Schnell läuft Kalk weiter, Richtung Aufzug. Dort erträgt er kaum die kurze Fahrt mit sich allein. Im Zimmer kann er keinen Gedanken zu Ende denken. Er packt seine Bekleidung aus dem Schrank in den Rollkoffer und räumt die Badezimmerutensilien in seinen Kulturbeutel. Als sei er auf der Flucht, achtet er nicht auf Sortierung und Strukturierung, sondern nur darauf, dass er alles einpackt, was ihm gehört.

So, denkt er, als er sich noch einmal im Zimmer umblickt und die Vorhänge zum Balkon schließt. Unruhig geht er im Raum auf und ab, schaut auf den Teppich mit den Meeresmotiven. Muscheln und Seepferdchen schauen zurück. Niemand hält ihn auf. Er schließt den Rollkoffer, ist außer Atem, schwitzt an der Stirn, auf der Oberlippe. Sich selbst ein letztes Mal im Aufzug anzusehen, dazu fehlt ihm der Mut, also nimmt Kalk die Treppe.

»Checkout, bitte«, stößt er an der Rezeption hervor. Beide Wörter presst er aus dem Inneren seines Mundes. Er versucht, Liekes Bild nicht anzusehen. Jemand hat drei verschiedenfarbige Schnittblumen vor ihr Foto gelegt. Der Rezeptionist nimmt Kalks Schlüsselkarte entgegen. Es ist nicht derjenige, der Lieke gestern abgelöst hat.

»War alles in Ordnung?«

»Ja, alles okay, ich hatte einen angenehmen Aufenthalt«, sagt Kalk.

»Brauchen Sie die Rechnung?«, fragt der Rezeptionist.

»Nein, danke.«

Er zahlt den Betrag mit seiner Kreditkarte und verlässt hektisch das Hotel, ohne sich noch einmal umzublicken.

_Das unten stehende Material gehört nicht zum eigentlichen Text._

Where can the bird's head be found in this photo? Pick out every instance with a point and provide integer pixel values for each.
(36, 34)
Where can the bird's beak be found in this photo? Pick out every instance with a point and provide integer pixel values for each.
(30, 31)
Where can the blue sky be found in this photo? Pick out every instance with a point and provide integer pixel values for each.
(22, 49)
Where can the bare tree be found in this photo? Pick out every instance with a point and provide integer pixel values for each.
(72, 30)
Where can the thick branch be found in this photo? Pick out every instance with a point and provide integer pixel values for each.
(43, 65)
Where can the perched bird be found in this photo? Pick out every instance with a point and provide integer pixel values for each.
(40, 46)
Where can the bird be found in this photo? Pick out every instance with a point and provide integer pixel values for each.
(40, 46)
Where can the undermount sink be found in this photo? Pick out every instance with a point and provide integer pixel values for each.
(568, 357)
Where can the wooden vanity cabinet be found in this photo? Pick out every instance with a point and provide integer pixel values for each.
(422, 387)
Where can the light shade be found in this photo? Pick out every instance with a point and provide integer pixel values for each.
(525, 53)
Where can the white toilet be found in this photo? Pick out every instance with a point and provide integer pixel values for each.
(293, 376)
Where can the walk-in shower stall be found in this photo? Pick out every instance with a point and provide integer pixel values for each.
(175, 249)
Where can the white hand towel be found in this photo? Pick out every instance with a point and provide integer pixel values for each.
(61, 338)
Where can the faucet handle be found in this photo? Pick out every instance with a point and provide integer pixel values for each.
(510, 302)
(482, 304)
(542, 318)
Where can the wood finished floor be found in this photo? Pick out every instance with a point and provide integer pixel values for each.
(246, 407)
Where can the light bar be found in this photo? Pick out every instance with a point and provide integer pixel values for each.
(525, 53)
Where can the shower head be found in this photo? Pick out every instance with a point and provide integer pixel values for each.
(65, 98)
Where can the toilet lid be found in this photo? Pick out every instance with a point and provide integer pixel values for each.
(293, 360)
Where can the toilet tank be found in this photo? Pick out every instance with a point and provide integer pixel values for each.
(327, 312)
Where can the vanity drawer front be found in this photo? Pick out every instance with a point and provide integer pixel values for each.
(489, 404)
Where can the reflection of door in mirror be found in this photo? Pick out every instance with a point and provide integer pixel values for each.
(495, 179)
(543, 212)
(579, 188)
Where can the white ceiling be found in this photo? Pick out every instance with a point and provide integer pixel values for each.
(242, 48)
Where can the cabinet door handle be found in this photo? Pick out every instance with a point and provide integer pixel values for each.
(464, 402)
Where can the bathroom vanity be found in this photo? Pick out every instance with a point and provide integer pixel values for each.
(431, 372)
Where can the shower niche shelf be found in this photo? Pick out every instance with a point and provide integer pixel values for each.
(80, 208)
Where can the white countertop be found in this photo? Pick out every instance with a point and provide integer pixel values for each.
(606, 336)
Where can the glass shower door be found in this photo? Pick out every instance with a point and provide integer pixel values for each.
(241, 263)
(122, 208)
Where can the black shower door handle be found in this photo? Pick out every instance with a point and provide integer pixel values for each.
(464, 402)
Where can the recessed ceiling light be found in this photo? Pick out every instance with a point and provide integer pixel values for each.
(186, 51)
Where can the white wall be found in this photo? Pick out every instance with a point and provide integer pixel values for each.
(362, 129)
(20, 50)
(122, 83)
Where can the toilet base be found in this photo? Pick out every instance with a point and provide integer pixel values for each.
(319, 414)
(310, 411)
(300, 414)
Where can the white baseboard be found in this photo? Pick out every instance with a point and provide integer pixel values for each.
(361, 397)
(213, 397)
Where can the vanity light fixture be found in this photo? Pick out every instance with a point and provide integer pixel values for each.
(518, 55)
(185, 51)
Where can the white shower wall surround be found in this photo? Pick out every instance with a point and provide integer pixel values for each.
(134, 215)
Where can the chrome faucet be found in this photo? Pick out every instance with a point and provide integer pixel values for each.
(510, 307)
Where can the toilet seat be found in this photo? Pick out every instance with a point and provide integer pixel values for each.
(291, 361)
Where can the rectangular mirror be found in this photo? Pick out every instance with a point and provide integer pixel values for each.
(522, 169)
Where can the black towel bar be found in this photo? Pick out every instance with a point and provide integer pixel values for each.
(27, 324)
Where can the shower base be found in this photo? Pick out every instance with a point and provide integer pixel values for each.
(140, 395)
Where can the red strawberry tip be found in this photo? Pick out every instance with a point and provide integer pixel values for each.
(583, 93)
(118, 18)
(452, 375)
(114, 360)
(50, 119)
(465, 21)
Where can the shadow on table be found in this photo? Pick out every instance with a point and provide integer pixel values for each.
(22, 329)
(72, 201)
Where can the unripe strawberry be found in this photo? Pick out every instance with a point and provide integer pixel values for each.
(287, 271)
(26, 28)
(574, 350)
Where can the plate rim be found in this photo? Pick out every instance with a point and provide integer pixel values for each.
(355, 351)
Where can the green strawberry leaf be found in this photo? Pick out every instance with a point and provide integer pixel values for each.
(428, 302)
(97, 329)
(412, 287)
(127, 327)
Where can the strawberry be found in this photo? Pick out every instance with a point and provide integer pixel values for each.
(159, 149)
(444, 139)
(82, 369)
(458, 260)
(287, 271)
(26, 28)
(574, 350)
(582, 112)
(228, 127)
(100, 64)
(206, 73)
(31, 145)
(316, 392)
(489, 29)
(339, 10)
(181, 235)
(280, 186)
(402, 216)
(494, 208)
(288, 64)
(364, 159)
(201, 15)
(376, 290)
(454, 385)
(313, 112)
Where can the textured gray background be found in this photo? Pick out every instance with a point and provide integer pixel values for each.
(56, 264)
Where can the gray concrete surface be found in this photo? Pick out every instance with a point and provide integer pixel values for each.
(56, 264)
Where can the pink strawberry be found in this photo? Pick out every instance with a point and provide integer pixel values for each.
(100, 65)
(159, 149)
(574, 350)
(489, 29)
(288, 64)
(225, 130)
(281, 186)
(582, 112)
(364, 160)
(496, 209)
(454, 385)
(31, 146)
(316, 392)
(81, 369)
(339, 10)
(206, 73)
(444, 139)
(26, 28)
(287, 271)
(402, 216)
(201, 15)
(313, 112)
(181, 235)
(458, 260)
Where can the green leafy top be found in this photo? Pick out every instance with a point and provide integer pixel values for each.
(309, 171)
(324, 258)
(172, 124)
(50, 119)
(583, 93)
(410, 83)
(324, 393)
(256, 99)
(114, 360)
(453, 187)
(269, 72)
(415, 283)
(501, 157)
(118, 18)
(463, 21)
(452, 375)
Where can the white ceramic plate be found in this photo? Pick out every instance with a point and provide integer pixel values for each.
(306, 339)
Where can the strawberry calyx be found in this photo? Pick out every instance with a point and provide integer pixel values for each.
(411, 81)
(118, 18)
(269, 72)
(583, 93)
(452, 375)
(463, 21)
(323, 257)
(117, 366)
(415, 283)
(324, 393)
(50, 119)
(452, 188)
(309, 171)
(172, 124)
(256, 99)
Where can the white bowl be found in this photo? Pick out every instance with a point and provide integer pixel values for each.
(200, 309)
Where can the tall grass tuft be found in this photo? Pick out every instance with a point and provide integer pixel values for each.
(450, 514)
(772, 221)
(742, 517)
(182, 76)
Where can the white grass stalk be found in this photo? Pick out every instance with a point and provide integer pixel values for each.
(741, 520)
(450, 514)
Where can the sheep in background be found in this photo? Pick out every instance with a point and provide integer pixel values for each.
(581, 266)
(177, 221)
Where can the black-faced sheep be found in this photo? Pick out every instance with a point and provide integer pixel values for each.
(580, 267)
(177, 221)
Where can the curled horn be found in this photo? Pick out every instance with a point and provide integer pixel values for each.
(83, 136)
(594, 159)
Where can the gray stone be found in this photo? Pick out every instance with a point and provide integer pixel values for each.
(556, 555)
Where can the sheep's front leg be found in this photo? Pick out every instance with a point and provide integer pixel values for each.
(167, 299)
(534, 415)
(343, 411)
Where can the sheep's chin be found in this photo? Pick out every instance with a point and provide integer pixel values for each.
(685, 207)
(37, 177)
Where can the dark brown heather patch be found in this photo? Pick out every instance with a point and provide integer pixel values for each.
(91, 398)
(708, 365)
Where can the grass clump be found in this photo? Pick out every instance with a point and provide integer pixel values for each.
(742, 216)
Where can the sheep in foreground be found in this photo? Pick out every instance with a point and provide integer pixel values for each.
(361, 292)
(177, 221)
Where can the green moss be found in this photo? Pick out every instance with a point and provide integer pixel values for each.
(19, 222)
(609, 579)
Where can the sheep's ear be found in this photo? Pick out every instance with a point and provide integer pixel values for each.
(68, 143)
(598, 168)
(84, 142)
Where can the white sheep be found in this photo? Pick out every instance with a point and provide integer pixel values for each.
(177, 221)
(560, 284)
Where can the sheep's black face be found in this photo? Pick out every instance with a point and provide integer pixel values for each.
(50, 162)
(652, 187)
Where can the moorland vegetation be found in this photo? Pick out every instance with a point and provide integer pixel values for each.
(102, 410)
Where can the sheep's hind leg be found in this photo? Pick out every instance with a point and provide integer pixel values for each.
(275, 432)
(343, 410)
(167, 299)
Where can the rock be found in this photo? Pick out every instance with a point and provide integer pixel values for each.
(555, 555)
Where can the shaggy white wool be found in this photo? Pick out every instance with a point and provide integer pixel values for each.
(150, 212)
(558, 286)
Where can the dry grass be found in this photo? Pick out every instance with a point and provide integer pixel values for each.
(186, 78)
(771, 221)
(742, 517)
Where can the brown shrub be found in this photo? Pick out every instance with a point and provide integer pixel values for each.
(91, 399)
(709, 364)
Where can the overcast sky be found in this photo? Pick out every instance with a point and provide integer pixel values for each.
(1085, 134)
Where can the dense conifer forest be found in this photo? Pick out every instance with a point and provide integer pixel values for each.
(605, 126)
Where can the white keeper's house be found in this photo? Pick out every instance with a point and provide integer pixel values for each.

Es ist wieder so unglaublich heiß. Kalk legt seinen Rollkoffer in den Kofferraum. Dann fährt er los, ohne zu wissen, wohin eigentlich. Es ist zu still im Auto. Kalk macht das Radio an, betätigt den Sendersuchlauf und bleibt bei einem Klassiksender hängen. Er kennt sich mit dieser Musik nicht aus, weiß aber, dass sie imstande ist, bestimmt Gefühle hervorzurufen oder zu unterstreichen. Ein neues Gefühl hervorzurufen, wäre jetzt auf jeden Fall besser, als ein bestehendes zu unterstreichen. Kalk fährt durch Kijkduin. Er schaltet sein Navi ein. Es zeigt an, dass er in ungefähr 4,5 Stunden zu Hause sein könnte, sofern er sich jetzt auf den Weg machen würde. Aber was dann? Die Streichinstrumente aus dem Radio lösen kein Gefühl aus, sie sind einfach nur da, erscheinen ihm wie der Soundtrack zur eigenen Bedeutungslosigkeit. Eine Weile lang fährt er parallel zum Meer, das immer wieder hinter den Strandhotels verschwindet.